I could tell my daughter wasn’t feeling well as soon as she sat down for breakfast.
She was less of her jumpy-goofy usual self and her eyes had that look I know well. Call it mom’s six sense, but I know it when I see it.
Kiddo was sick. It wasn’t anything horrible, just a nasty bug. It happens, not a huge tragedy.
Except we were on the fifth day of our week-long vacation.
A special vacation we had planned so my daughter could spend time with her best friend, whom she is not getting to see at camp this summer. A vacation in a warm, tropical paradise that was such a magical break from the long Boston winter. A vacation I badly needed.
“I can’t believe the universe is so cruel as to ruin our vacation,” I thought, as I settled my daughter and her friend into a shady spot under the palm trees.
“How dare the universe make her sick now, when we are supposed to be having this amazing vacation!” I kept thinking, feeling frustrated, upset, and almost angry.
“This is not how it should be!” I kept repeating in my mind. “This is not how it should be!”
My daughter’s best friend, whose family came to meet us in paradise so that the girls could spend time together, also got sick. She caught some different bug, but she didn’t feel well either.
So Instead of going off kayaking or trapezing with their “kids’ club”, the girls ended up spending the rest of our vacation chilling together in the shade, taking short swims in the ocean, napping, and generally just taking it very slow.

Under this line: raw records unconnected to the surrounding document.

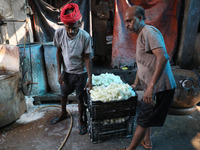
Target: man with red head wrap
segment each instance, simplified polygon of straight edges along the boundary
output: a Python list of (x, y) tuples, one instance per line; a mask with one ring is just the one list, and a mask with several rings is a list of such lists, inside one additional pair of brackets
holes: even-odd
[[(91, 37), (80, 28), (81, 13), (77, 4), (66, 4), (60, 13), (64, 23), (55, 31), (54, 45), (57, 47), (58, 82), (61, 88), (61, 113), (51, 120), (56, 124), (67, 118), (66, 103), (68, 95), (76, 91), (79, 108), (80, 135), (87, 133), (85, 107), (83, 104), (84, 89), (92, 88), (90, 56), (92, 54)], [(61, 64), (63, 72), (61, 73)], [(87, 81), (88, 77), (88, 81)]]

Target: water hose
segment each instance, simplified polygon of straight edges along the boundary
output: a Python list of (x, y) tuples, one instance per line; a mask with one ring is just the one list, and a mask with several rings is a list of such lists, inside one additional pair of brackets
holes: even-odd
[[(40, 107), (38, 109), (36, 109), (35, 111), (33, 111), (32, 113), (35, 113), (36, 111), (40, 110), (40, 109), (43, 109), (43, 108), (47, 108), (47, 107), (59, 107), (61, 108), (61, 106), (57, 106), (57, 105), (48, 105), (48, 106), (43, 106), (43, 107)], [(67, 109), (66, 109), (67, 110)], [(63, 148), (63, 146), (65, 145), (70, 133), (71, 133), (71, 130), (72, 130), (72, 126), (73, 126), (73, 117), (72, 117), (72, 114), (69, 110), (67, 110), (67, 113), (70, 115), (70, 119), (71, 119), (71, 123), (70, 123), (70, 128), (69, 128), (69, 131), (67, 133), (67, 135), (65, 136), (65, 139), (63, 140), (63, 142), (61, 143), (60, 147), (58, 148), (58, 150), (61, 150)]]

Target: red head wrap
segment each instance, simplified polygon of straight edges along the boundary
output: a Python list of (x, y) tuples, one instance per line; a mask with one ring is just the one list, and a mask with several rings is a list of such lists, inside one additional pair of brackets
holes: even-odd
[[(73, 10), (73, 12), (65, 15), (65, 11), (68, 9)], [(60, 20), (64, 24), (69, 25), (69, 24), (77, 22), (80, 19), (81, 19), (81, 13), (80, 13), (78, 5), (75, 3), (66, 4), (60, 12)]]

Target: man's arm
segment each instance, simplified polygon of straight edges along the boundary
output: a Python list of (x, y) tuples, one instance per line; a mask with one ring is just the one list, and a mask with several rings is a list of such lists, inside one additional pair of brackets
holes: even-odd
[(163, 48), (156, 48), (152, 50), (153, 54), (156, 56), (156, 63), (155, 63), (155, 71), (152, 75), (151, 81), (144, 93), (143, 101), (147, 104), (153, 104), (152, 98), (154, 97), (154, 86), (157, 81), (160, 79), (169, 56), (167, 55), (166, 51)]
[(57, 59), (57, 69), (58, 69), (58, 83), (62, 85), (64, 84), (64, 81), (61, 74), (61, 64), (63, 63), (61, 47), (57, 47), (56, 59)]
[(89, 88), (89, 90), (92, 89), (92, 74), (91, 74), (91, 60), (90, 60), (90, 54), (85, 54), (85, 66), (88, 74), (88, 81), (86, 84), (86, 88)]

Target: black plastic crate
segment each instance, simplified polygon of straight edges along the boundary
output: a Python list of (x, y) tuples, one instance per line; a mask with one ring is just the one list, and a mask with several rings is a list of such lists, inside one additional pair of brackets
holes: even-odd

“So awful that the girls got sick and didn’t get their full vacation,” I said to my friend, the mom of my daughter’s friend.
She seemed to be taking it all in stride and appeared less consumed by the frustration that was, by this point, coming out of my ears.

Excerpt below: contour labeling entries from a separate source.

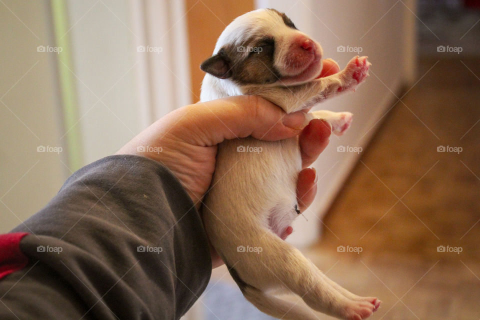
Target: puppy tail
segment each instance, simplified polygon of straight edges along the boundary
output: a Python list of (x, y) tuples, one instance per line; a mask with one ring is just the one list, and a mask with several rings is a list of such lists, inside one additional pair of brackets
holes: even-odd
[(228, 266), (227, 268), (245, 298), (262, 312), (282, 320), (318, 320), (312, 310), (265, 293), (246, 283), (235, 269)]

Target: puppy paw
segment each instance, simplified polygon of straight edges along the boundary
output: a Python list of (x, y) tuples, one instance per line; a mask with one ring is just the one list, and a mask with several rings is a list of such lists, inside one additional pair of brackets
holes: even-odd
[(339, 91), (346, 90), (354, 90), (355, 88), (363, 82), (368, 76), (368, 69), (372, 66), (366, 56), (354, 57), (350, 60), (342, 72), (344, 86), (338, 88)]
[(354, 115), (349, 112), (333, 112), (320, 110), (312, 112), (313, 118), (324, 119), (332, 126), (332, 132), (336, 136), (342, 136), (350, 128)]
[(366, 319), (376, 311), (382, 303), (376, 298), (368, 298), (364, 299), (349, 302), (344, 310), (344, 318), (348, 320)]

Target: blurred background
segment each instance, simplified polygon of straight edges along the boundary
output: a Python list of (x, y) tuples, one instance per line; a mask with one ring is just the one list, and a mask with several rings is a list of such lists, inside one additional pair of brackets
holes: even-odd
[[(317, 107), (354, 121), (315, 164), (316, 198), (288, 241), (382, 300), (373, 318), (480, 318), (476, 0), (1, 0), (0, 232), (76, 170), (196, 102), (222, 30), (260, 8), (285, 12), (340, 68), (356, 54), (372, 63), (354, 94)], [(224, 268), (185, 316), (247, 318), (272, 318)]]

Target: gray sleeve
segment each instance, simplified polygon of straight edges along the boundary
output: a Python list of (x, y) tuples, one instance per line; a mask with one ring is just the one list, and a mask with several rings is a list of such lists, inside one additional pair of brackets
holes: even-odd
[(12, 232), (29, 264), (0, 280), (2, 319), (178, 319), (211, 273), (190, 198), (140, 156), (80, 170)]

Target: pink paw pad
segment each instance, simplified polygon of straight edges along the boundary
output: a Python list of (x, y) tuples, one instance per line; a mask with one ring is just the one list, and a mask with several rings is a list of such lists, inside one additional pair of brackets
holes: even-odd
[(358, 83), (362, 82), (368, 76), (368, 69), (372, 64), (367, 60), (368, 57), (357, 56), (355, 59), (355, 63), (356, 64), (356, 70), (354, 72), (352, 78), (356, 80)]

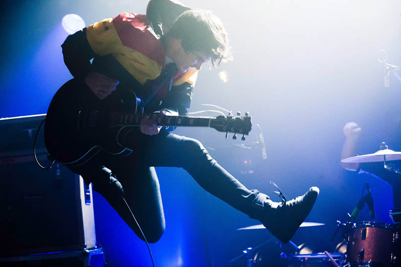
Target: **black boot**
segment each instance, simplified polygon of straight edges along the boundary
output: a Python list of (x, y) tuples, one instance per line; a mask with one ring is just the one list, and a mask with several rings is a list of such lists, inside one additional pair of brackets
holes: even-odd
[(309, 214), (318, 194), (319, 188), (313, 186), (303, 196), (287, 201), (280, 191), (281, 203), (266, 201), (263, 225), (282, 242), (288, 243)]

“Doesn’t this happen to you guys every time?” she asked me, matter-of-factly.
“No, this is the first time Mia got sick on vacation,” I replied.
“Oh, you guys are lucky! One of our kids always gets sick on vacation. It’’s just how it is,” she said.
It’s just how it is.
There it was, the simple difference between how she reacted and how I reacted to the same situation, our daughters getting sick in the middle of a paradise vacation.

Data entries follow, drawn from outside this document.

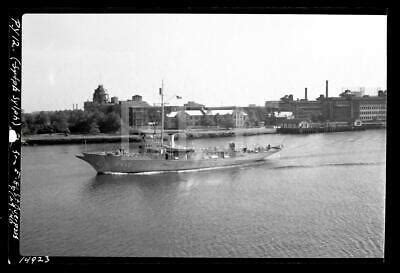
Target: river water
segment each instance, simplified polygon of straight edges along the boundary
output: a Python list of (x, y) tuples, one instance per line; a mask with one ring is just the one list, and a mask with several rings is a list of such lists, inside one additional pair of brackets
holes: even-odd
[(250, 166), (96, 175), (74, 157), (84, 145), (23, 147), (21, 254), (383, 257), (385, 130), (191, 144), (229, 141), (284, 150)]

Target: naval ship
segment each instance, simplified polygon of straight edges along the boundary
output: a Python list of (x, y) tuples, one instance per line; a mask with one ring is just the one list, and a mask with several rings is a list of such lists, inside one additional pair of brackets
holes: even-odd
[(194, 149), (175, 145), (174, 134), (169, 135), (169, 143), (164, 144), (163, 84), (160, 95), (162, 112), (159, 143), (144, 142), (138, 150), (132, 152), (119, 149), (111, 152), (83, 152), (76, 156), (89, 163), (98, 174), (146, 173), (243, 165), (263, 161), (283, 148), (282, 145), (273, 147), (270, 144), (236, 148), (235, 143), (231, 142), (226, 149)]

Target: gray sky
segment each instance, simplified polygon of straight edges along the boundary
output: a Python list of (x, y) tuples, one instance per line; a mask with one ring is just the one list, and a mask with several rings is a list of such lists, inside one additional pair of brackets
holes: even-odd
[[(343, 87), (386, 89), (386, 16), (27, 14), (22, 108), (83, 108), (98, 84), (120, 100), (140, 94), (207, 106), (315, 99)], [(171, 100), (172, 104), (182, 104)]]

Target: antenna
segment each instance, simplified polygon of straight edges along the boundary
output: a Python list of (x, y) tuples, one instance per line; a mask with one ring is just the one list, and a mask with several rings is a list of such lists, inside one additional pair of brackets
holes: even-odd
[(160, 95), (161, 95), (161, 149), (162, 149), (164, 144), (164, 79), (161, 80)]

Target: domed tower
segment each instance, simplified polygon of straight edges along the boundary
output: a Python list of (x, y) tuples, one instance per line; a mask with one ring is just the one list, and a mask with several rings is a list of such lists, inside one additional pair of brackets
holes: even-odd
[(104, 89), (103, 85), (99, 85), (97, 89), (94, 90), (93, 93), (93, 102), (103, 104), (108, 103), (108, 94)]

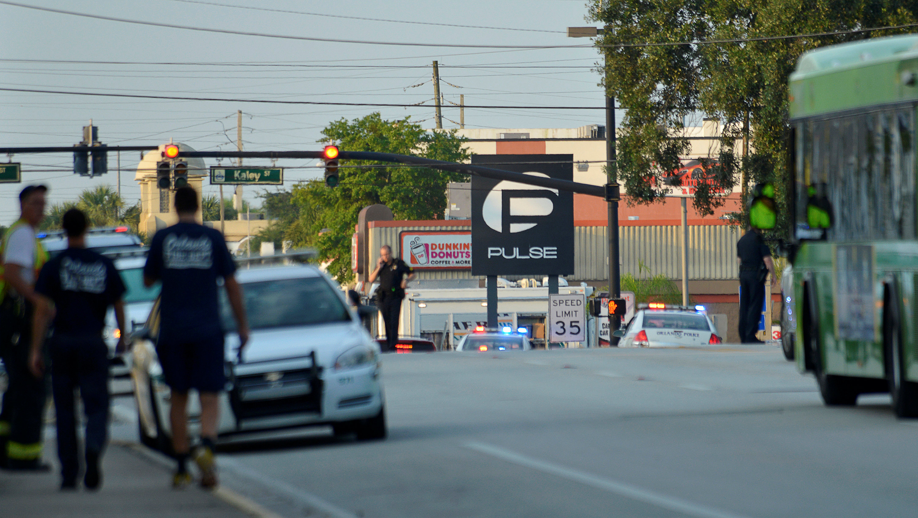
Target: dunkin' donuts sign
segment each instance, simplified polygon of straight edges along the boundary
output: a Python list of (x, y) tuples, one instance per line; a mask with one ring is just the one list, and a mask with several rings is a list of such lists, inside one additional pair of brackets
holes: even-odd
[(472, 268), (472, 233), (406, 230), (399, 234), (401, 258), (411, 268)]

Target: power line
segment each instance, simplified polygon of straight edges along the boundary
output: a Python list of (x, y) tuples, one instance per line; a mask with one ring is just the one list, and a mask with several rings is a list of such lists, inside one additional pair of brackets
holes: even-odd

She didn’t need the vacation any less than I did, she didn’t anticipate it any less — for herself or her daughter — she didn’t hope to enjoy some chillaxing time away from the kids any less.
She just thought that’s how it is, kids get sick.
And I thought, that’s not how it should be, kids shouldn’t get sick on dream vacations they anticipate for months.
I can trace so much of my unhappiness, frustration, anger, suffering, and disappointment in life to “that’s not how it should be.” The delta between how it is and how I imagine it should be is like this deep valley of suffering. The more I focus on it, the greater the difference between the two is, the more suffering I feel.
This vacation is not going how I think it should be.
I can’t do my yoga pose like I should be able to.
My job isn’t working out like it should be.
This project is not as successful as it should be.
My friend is not being as kind to me as she should be.
It’s endless. I’ve probably spent a total of several years of my life in this valley of suffering, between how it is and how I think it should be.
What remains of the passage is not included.